その問いはあまりにも不意打ちで、僕は一歩、足を止めてしまいそうになった。


「拗ねてた……って?」


「だって、休憩室から急にいなくなったから」


あのときのことだ。


大田さんと藤城さんの会話が、僕の中で思っていたより大きく残っていた。からかわれたのは彼女の方だったのに、なぜか僕ばかりが動揺していた。

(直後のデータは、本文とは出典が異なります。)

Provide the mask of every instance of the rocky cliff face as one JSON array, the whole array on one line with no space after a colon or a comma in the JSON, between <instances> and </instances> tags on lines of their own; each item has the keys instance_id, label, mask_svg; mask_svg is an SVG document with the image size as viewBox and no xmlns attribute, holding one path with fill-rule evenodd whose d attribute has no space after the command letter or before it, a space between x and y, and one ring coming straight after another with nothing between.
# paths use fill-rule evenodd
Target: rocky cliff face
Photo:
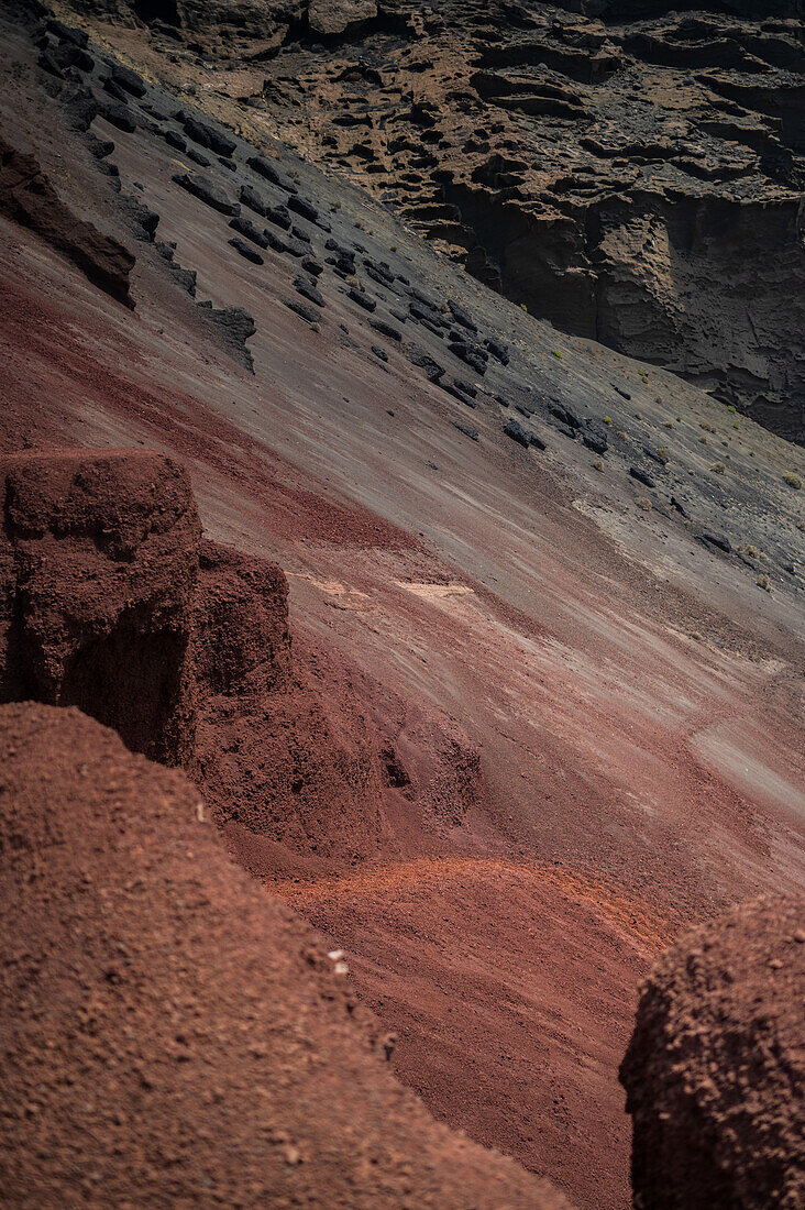
<instances>
[{"instance_id":1,"label":"rocky cliff face","mask_svg":"<svg viewBox=\"0 0 805 1210\"><path fill-rule=\"evenodd\" d=\"M805 440L800 0L90 7L535 316Z\"/></svg>"}]
</instances>

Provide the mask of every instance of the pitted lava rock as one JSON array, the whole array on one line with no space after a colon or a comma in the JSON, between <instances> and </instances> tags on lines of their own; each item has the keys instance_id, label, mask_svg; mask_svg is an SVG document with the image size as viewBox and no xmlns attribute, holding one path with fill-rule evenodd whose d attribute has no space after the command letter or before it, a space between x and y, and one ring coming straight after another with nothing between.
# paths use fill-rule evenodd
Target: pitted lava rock
<instances>
[{"instance_id":1,"label":"pitted lava rock","mask_svg":"<svg viewBox=\"0 0 805 1210\"><path fill-rule=\"evenodd\" d=\"M805 1200L805 897L686 933L643 987L621 1065L634 1205Z\"/></svg>"},{"instance_id":2,"label":"pitted lava rock","mask_svg":"<svg viewBox=\"0 0 805 1210\"><path fill-rule=\"evenodd\" d=\"M4 1205L562 1210L438 1125L185 777L0 708Z\"/></svg>"},{"instance_id":3,"label":"pitted lava rock","mask_svg":"<svg viewBox=\"0 0 805 1210\"><path fill-rule=\"evenodd\" d=\"M77 705L130 748L186 764L201 524L159 454L56 450L0 461L0 701Z\"/></svg>"}]
</instances>

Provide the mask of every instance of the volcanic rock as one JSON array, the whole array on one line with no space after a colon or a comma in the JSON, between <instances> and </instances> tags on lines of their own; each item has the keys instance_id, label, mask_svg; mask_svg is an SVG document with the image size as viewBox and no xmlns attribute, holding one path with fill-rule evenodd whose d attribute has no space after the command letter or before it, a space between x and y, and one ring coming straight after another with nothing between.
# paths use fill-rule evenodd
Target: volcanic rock
<instances>
[{"instance_id":1,"label":"volcanic rock","mask_svg":"<svg viewBox=\"0 0 805 1210\"><path fill-rule=\"evenodd\" d=\"M0 766L6 1205L567 1208L395 1082L183 776L33 703L0 709Z\"/></svg>"},{"instance_id":2,"label":"volcanic rock","mask_svg":"<svg viewBox=\"0 0 805 1210\"><path fill-rule=\"evenodd\" d=\"M33 155L0 137L0 211L30 227L71 260L88 280L127 306L134 257L113 236L77 218L62 201Z\"/></svg>"}]
</instances>

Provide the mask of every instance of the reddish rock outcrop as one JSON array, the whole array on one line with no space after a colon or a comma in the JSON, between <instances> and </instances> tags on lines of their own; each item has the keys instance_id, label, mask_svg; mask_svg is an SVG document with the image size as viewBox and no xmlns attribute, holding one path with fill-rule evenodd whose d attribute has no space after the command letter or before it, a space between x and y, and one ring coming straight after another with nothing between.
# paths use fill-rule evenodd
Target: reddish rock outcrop
<instances>
[{"instance_id":1,"label":"reddish rock outcrop","mask_svg":"<svg viewBox=\"0 0 805 1210\"><path fill-rule=\"evenodd\" d=\"M134 257L128 248L74 214L35 156L19 151L1 137L0 212L35 231L94 286L133 306L128 275L134 267Z\"/></svg>"},{"instance_id":2,"label":"reddish rock outcrop","mask_svg":"<svg viewBox=\"0 0 805 1210\"><path fill-rule=\"evenodd\" d=\"M567 1208L395 1082L184 776L30 703L0 767L5 1205Z\"/></svg>"},{"instance_id":3,"label":"reddish rock outcrop","mask_svg":"<svg viewBox=\"0 0 805 1210\"><path fill-rule=\"evenodd\" d=\"M0 701L77 705L186 764L201 525L186 472L132 450L0 462Z\"/></svg>"},{"instance_id":4,"label":"reddish rock outcrop","mask_svg":"<svg viewBox=\"0 0 805 1210\"><path fill-rule=\"evenodd\" d=\"M621 1065L634 1205L805 1200L805 897L692 929L643 987Z\"/></svg>"}]
</instances>

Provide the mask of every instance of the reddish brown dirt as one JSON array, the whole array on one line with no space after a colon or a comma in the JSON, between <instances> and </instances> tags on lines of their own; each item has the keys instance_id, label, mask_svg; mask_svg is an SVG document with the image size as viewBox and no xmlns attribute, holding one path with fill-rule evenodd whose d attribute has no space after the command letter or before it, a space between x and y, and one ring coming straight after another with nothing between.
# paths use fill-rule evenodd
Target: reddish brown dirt
<instances>
[{"instance_id":1,"label":"reddish brown dirt","mask_svg":"<svg viewBox=\"0 0 805 1210\"><path fill-rule=\"evenodd\" d=\"M805 897L685 933L642 989L621 1066L636 1205L805 1204Z\"/></svg>"},{"instance_id":2,"label":"reddish brown dirt","mask_svg":"<svg viewBox=\"0 0 805 1210\"><path fill-rule=\"evenodd\" d=\"M628 1128L615 1068L634 1007L617 989L637 985L669 922L600 880L483 858L272 891L345 946L399 1033L396 1071L439 1118L552 1172L580 1204L616 1204Z\"/></svg>"},{"instance_id":3,"label":"reddish brown dirt","mask_svg":"<svg viewBox=\"0 0 805 1210\"><path fill-rule=\"evenodd\" d=\"M183 776L33 704L0 767L5 1205L567 1206L395 1082Z\"/></svg>"},{"instance_id":4,"label":"reddish brown dirt","mask_svg":"<svg viewBox=\"0 0 805 1210\"><path fill-rule=\"evenodd\" d=\"M201 534L186 472L143 451L0 457L0 701L77 705L188 764Z\"/></svg>"}]
</instances>

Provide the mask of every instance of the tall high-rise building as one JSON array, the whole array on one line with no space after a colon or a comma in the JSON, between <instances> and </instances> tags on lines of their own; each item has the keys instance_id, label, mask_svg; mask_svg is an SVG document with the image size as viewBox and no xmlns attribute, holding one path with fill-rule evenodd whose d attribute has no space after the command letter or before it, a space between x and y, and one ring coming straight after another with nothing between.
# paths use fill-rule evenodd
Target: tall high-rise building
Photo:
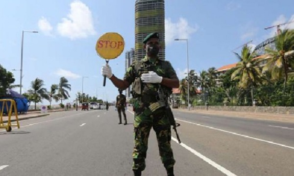
<instances>
[{"instance_id":1,"label":"tall high-rise building","mask_svg":"<svg viewBox=\"0 0 294 176\"><path fill-rule=\"evenodd\" d=\"M143 41L151 32L158 32L161 49L159 56L165 59L164 0L136 0L135 5L135 58L141 60L146 52Z\"/></svg>"},{"instance_id":2,"label":"tall high-rise building","mask_svg":"<svg viewBox=\"0 0 294 176\"><path fill-rule=\"evenodd\" d=\"M130 67L133 61L135 60L135 49L131 48L130 50L125 52L125 71L127 68ZM131 86L125 89L125 96L127 99L129 98L131 96L130 87Z\"/></svg>"}]
</instances>

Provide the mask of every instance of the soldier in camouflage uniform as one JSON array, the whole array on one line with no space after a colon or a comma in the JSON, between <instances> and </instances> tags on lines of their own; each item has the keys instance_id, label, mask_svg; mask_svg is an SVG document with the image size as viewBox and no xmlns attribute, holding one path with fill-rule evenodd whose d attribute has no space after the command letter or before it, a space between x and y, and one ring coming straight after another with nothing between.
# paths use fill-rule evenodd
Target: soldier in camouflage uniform
<instances>
[{"instance_id":1,"label":"soldier in camouflage uniform","mask_svg":"<svg viewBox=\"0 0 294 176\"><path fill-rule=\"evenodd\" d=\"M123 125L125 125L127 124L125 109L126 100L125 96L122 94L122 90L119 88L119 92L120 92L120 94L117 96L117 101L115 104L115 107L118 109L118 112L119 113L119 118L120 119L120 123L119 123L119 124L122 124L122 112L123 119L124 120L124 123Z\"/></svg>"},{"instance_id":2,"label":"soldier in camouflage uniform","mask_svg":"<svg viewBox=\"0 0 294 176\"><path fill-rule=\"evenodd\" d=\"M133 167L135 176L141 176L145 169L148 138L151 128L155 132L159 154L168 176L173 176L175 162L171 147L171 123L166 115L164 105L158 100L157 90L163 88L171 93L172 88L179 87L179 80L171 63L158 57L159 36L157 32L147 35L143 41L147 54L141 61L134 62L127 69L123 80L114 76L108 64L101 68L101 73L109 78L119 88L124 89L132 84L135 98Z\"/></svg>"}]
</instances>

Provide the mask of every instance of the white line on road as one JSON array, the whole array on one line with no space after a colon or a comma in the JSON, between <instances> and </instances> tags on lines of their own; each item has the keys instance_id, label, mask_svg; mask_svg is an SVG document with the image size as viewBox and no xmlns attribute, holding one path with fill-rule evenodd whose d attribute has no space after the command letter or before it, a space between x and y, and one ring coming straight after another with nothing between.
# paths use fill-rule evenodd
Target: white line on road
<instances>
[{"instance_id":1,"label":"white line on road","mask_svg":"<svg viewBox=\"0 0 294 176\"><path fill-rule=\"evenodd\" d=\"M172 137L172 140L173 140L174 141L175 141L175 142L176 142L178 144L177 139L173 137ZM211 165L212 165L214 167L216 168L218 170L220 171L223 174L225 174L226 176L237 176L237 175L236 175L235 174L232 173L232 172L231 172L231 171L228 170L227 169L225 169L223 167L220 166L219 164L216 163L215 162L213 161L211 159L208 158L206 156L203 155L201 154L196 151L194 149L192 149L192 148L190 147L189 146L187 146L187 145L184 144L182 142L181 143L179 144L180 145L181 145L182 147L184 147L186 149L187 149L188 151L189 151L190 152L191 152L191 153L192 153L193 154L194 154L196 156L197 156L199 157L199 158L201 158L202 159L203 159L204 161L205 161L207 163L210 164Z\"/></svg>"},{"instance_id":2,"label":"white line on road","mask_svg":"<svg viewBox=\"0 0 294 176\"><path fill-rule=\"evenodd\" d=\"M211 118L210 117L207 117L207 116L202 116L201 117L203 117L203 118Z\"/></svg>"},{"instance_id":3,"label":"white line on road","mask_svg":"<svg viewBox=\"0 0 294 176\"><path fill-rule=\"evenodd\" d=\"M6 167L8 167L9 166L9 165L3 165L3 166L0 166L0 171L1 171L1 170L2 170L3 169L5 168Z\"/></svg>"},{"instance_id":4,"label":"white line on road","mask_svg":"<svg viewBox=\"0 0 294 176\"><path fill-rule=\"evenodd\" d=\"M269 125L269 127L280 128L281 128L283 129L294 130L294 129L292 129L291 128L288 128L288 127L286 127L275 126L272 126L272 125Z\"/></svg>"},{"instance_id":5,"label":"white line on road","mask_svg":"<svg viewBox=\"0 0 294 176\"><path fill-rule=\"evenodd\" d=\"M272 141L267 141L267 140L264 140L264 139L259 139L259 138L255 138L255 137L250 137L250 136L247 136L246 135L243 135L243 134L237 133L237 132L231 132L227 131L225 130L219 129L217 129L216 128L207 126L206 125L203 125L199 124L196 123L191 122L185 121L185 120L180 120L180 119L175 119L177 120L178 120L178 121L182 121L182 122L190 123L190 124L193 124L193 125L196 125L199 126L203 127L213 129L213 130L218 130L218 131L222 132L227 132L227 133L229 133L230 134L237 135L238 135L240 136L242 136L242 137L247 138L249 139L254 139L254 140L258 140L259 141L262 141L262 142L265 142L271 144L276 145L278 145L278 146L281 146L281 147L284 147L288 148L291 149L294 149L294 147L291 147L291 146L289 146L284 145L284 144L279 144L277 143L273 142Z\"/></svg>"},{"instance_id":6,"label":"white line on road","mask_svg":"<svg viewBox=\"0 0 294 176\"><path fill-rule=\"evenodd\" d=\"M130 112L130 113L132 113L133 114L134 114L134 112L131 112L130 110L127 110L129 112ZM175 142L176 142L178 144L177 139L176 139L174 137L173 137L172 136L172 140L173 140L174 141L175 141ZM220 172L221 172L223 174L225 174L226 175L227 175L228 176L237 176L237 175L236 175L235 174L232 173L230 171L227 170L225 168L224 168L222 166L220 165L218 163L216 163L215 162L213 161L211 159L208 158L208 157L206 157L205 156L203 155L203 154L201 154L200 153L197 152L197 151L196 151L194 149L191 148L191 147L189 147L188 146L187 146L187 145L184 144L182 142L181 144L179 144L180 145L181 145L182 147L183 147L184 148L185 148L186 149L187 149L188 151L189 151L190 152L191 152L192 153L193 153L196 156L197 156L199 157L199 158L201 158L202 159L203 159L204 161L206 162L207 163L208 163L208 164L210 164L212 166L214 167L217 169L219 170L219 171L220 171Z\"/></svg>"}]
</instances>

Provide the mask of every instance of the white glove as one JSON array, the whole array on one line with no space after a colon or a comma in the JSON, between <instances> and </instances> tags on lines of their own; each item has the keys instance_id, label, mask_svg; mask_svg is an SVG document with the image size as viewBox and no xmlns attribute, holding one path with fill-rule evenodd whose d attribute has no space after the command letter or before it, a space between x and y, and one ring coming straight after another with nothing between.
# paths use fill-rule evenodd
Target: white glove
<instances>
[{"instance_id":1,"label":"white glove","mask_svg":"<svg viewBox=\"0 0 294 176\"><path fill-rule=\"evenodd\" d=\"M141 80L146 83L160 83L162 77L159 76L153 71L148 71L148 73L143 73L141 75Z\"/></svg>"},{"instance_id":2,"label":"white glove","mask_svg":"<svg viewBox=\"0 0 294 176\"><path fill-rule=\"evenodd\" d=\"M113 74L111 72L111 67L108 64L102 66L101 68L101 74L103 76L106 76L107 78L110 78L112 76Z\"/></svg>"}]
</instances>

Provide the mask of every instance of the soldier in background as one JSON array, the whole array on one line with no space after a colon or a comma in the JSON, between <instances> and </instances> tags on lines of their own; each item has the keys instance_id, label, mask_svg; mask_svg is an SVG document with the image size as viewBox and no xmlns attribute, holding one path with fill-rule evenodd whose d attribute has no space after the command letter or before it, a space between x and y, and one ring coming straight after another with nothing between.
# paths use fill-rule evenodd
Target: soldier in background
<instances>
[{"instance_id":1,"label":"soldier in background","mask_svg":"<svg viewBox=\"0 0 294 176\"><path fill-rule=\"evenodd\" d=\"M125 96L122 94L122 90L119 88L120 94L117 96L117 101L115 105L115 107L118 110L119 112L119 118L120 119L120 123L119 124L122 124L122 112L123 114L123 119L124 123L123 125L127 124L126 122L126 115L125 115L125 107L126 107L126 99Z\"/></svg>"}]
</instances>

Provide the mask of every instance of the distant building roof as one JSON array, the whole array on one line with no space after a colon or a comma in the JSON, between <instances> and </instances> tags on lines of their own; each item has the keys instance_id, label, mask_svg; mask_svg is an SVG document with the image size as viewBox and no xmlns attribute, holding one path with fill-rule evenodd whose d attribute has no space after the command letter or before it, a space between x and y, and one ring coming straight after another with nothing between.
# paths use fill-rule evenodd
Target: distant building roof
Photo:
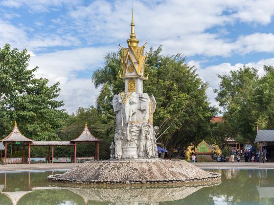
<instances>
[{"instance_id":1,"label":"distant building roof","mask_svg":"<svg viewBox=\"0 0 274 205\"><path fill-rule=\"evenodd\" d=\"M258 130L255 143L258 142L274 142L274 130Z\"/></svg>"},{"instance_id":2,"label":"distant building roof","mask_svg":"<svg viewBox=\"0 0 274 205\"><path fill-rule=\"evenodd\" d=\"M70 141L71 142L100 142L101 141L101 140L99 140L94 137L88 128L88 124L87 123L85 124L85 127L84 128L84 130L80 135L80 136L77 137L75 140L72 140Z\"/></svg>"},{"instance_id":3,"label":"distant building roof","mask_svg":"<svg viewBox=\"0 0 274 205\"><path fill-rule=\"evenodd\" d=\"M2 142L0 142L0 150L4 150L5 146Z\"/></svg>"},{"instance_id":4,"label":"distant building roof","mask_svg":"<svg viewBox=\"0 0 274 205\"><path fill-rule=\"evenodd\" d=\"M214 117L211 119L211 123L223 123L224 119L222 116Z\"/></svg>"},{"instance_id":5,"label":"distant building roof","mask_svg":"<svg viewBox=\"0 0 274 205\"><path fill-rule=\"evenodd\" d=\"M73 145L70 141L32 141L31 145L33 146L62 146Z\"/></svg>"},{"instance_id":6,"label":"distant building roof","mask_svg":"<svg viewBox=\"0 0 274 205\"><path fill-rule=\"evenodd\" d=\"M24 136L22 133L20 132L18 127L17 127L17 123L16 121L14 123L14 127L13 129L7 137L2 140L3 142L32 142L32 140L28 139Z\"/></svg>"}]
</instances>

「……別に、そんなことはないよ。ただ、飲み物取りに行こうと思って」


「そっか。ならいいけど」


それ以上、彼女は何も聞かなかった。でも、隣で歩く足取りが少しだけ遅くなっているのを感じて、僕はほんの少しだけ罪悪感を覚えた。


駅に着くと、電車はちょうど数分後に発車予定だった。


ホームに上がってベンチに座り、しばらく無言のまま時間が流れる。


遠くで電車のアナウンスが響いて、それがまた、ふたりの距離を曖昧にさせる。


「……来週、帰省するって言ってたよね」


「うん。2泊3日だけど」


「そっか、久しぶり?」


「高校の卒業以来かな。だからちょっと緊張してる」


そう言って笑う藤城さんの声に、ほんの少しの寂しさが混じっているように聞こえたのは、僕の気のせいだろうか。


「実家って、落ち着く?」


「うーん、どうだろ。落ち着くっていうより、気を張っちゃうかも。……なんでだろうね」


ふとした沈黙が訪れた。


僕は自分の手のひらを見下ろしながら、言葉を探していた。


——祐希さんにとって、ここはどんな場所なんだろう。


「……俺さ」


「ん?」


「なんて言えばいいか分かんないけど……その、さっきのこと。ちょっとヤキモチみたいなの、焼いてたかも」


「……」


彼女は僕の方を見た。でも何も言わなかった。


「別に大田さんがどうこうってわけじゃない。ただ、自分が情けないなって思っただけで……」


「情けなくなんかないよ」


やさしい声だった。あまりにやさしくて、思わず目を逸らしてしまいそうになる。


「……そういうの、ちゃんと言える村田さんって、すごいと思うよ。私はたぶん、そういうの黙っちゃうから」


「でも、ちゃんと気づいてたじゃん」


「ふふ、まあね」


電車がゆっくりとホームに入ってきた。


車両のドアが開くと、僕らは無言のまま並んで乗り込んだ。人の少ない車内、座席に並んで腰を下ろす。


「……ありがとうね、さっき」


「え?」


「正直に言ってくれて、嬉しかった」


少しだけうつむきながらそう言った彼女の横顔は、普段よりもずっと素直に見えた。


夜の車窓に流れる光が、彼女の髪にやわらかく反射している。


同じ電車に乗っているはずなのに、少しずつ距離が変わっていく——そんな不思議な感覚が胸の奥に残った。


それは、近づいているのか、遠ざかっているのか。僕にはまだ、分からないままだった。


けれど少なくとも今、彼女と同じ速度で揺られているこの時間は、何よりも確かなものだった。